Pada masa pandemi Covid-19, masyarakat kian aktif berbelanja di platform digital. Namun, seiring peningkatan itu, pengaduan masyarakat perihal e-dagang juga bertambah.
Oleh
M Paschalia Judith J
·2 menit baca
KOMPAS/FAJAR RAMADHAN
Seorang warga melihat penawaran promo belanja daring 10.10 di aplikasi e-dagang, Sabtu (10/10/2020).
JAKARTA, KOMPAS — Belanja masyarakat melalui kanal perdagangan secara elektronik atau e-dagang meningkat selama pandemi Covid-19. Namun, peningkatan belanja diikuti lonjakan pengaduan konsumen.
Menurut data ”Catatan Akhir Tahun”, pada 2020 Badan Perlindungan Konsumen Nasional (BPKN) menerima 1.276 aduan konsumen. Jumlah ini lebih rendah dibandingkan dengan 2019, yakni 1.518 aduan.
Akan tetapi, aduan konsumen perihal e-dagang melonjak dari 32 aduan pada 2017-2019 menjadi 282 aduan pada 2020. Porsi aduan mengenai e-dagang, yang semula 1,35 persen terhadap total aduan, meningkat menjadi 23,11 persen.

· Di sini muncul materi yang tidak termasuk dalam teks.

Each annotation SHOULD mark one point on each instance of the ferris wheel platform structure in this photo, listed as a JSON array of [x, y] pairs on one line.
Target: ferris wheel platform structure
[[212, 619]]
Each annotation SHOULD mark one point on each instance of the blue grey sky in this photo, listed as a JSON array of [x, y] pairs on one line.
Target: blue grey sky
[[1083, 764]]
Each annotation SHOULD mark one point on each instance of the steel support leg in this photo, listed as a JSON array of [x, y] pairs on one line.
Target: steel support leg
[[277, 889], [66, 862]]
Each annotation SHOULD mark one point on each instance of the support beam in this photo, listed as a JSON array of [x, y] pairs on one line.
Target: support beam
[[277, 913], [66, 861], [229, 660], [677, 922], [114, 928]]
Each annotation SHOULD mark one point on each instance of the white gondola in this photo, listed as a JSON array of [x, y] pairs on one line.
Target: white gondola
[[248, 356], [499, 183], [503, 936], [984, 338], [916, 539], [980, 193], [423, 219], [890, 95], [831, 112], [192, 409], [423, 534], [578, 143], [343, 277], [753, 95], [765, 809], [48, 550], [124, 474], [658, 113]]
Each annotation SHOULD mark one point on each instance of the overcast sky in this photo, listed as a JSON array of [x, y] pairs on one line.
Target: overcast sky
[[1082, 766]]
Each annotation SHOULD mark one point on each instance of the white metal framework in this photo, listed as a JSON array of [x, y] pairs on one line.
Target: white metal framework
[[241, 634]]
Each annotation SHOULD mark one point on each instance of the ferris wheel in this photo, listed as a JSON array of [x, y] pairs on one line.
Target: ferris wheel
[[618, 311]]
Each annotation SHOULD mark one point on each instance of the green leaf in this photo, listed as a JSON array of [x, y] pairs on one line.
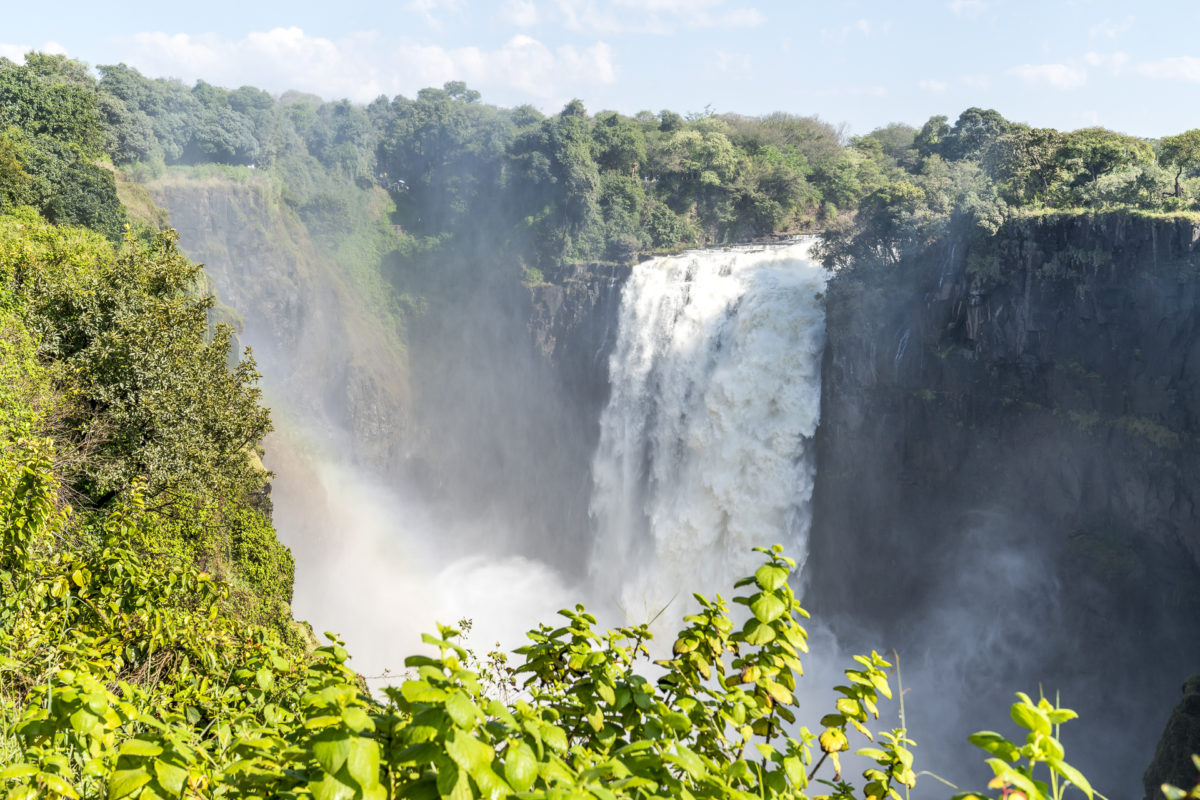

Ketua Komisi Advokasi BPKN Rolas B Sitinjak mengatakan, masyarakat paling sering mengadukan perihal uang dari pengembalian tiket, kata kunci sekali pakai, dan pengelabuan pada platform digital. Namun, sebagian besar hal yang diadukan itu disebabkan ketidaktelitian konsumen. ”Misalnya, ketika mengembalikan tiket, nama yang digunakan di akun dan rekening berbeda sehingga tidak dapat diproses,” ujarnya dalam konferensi pers, Senin (14/12/2020).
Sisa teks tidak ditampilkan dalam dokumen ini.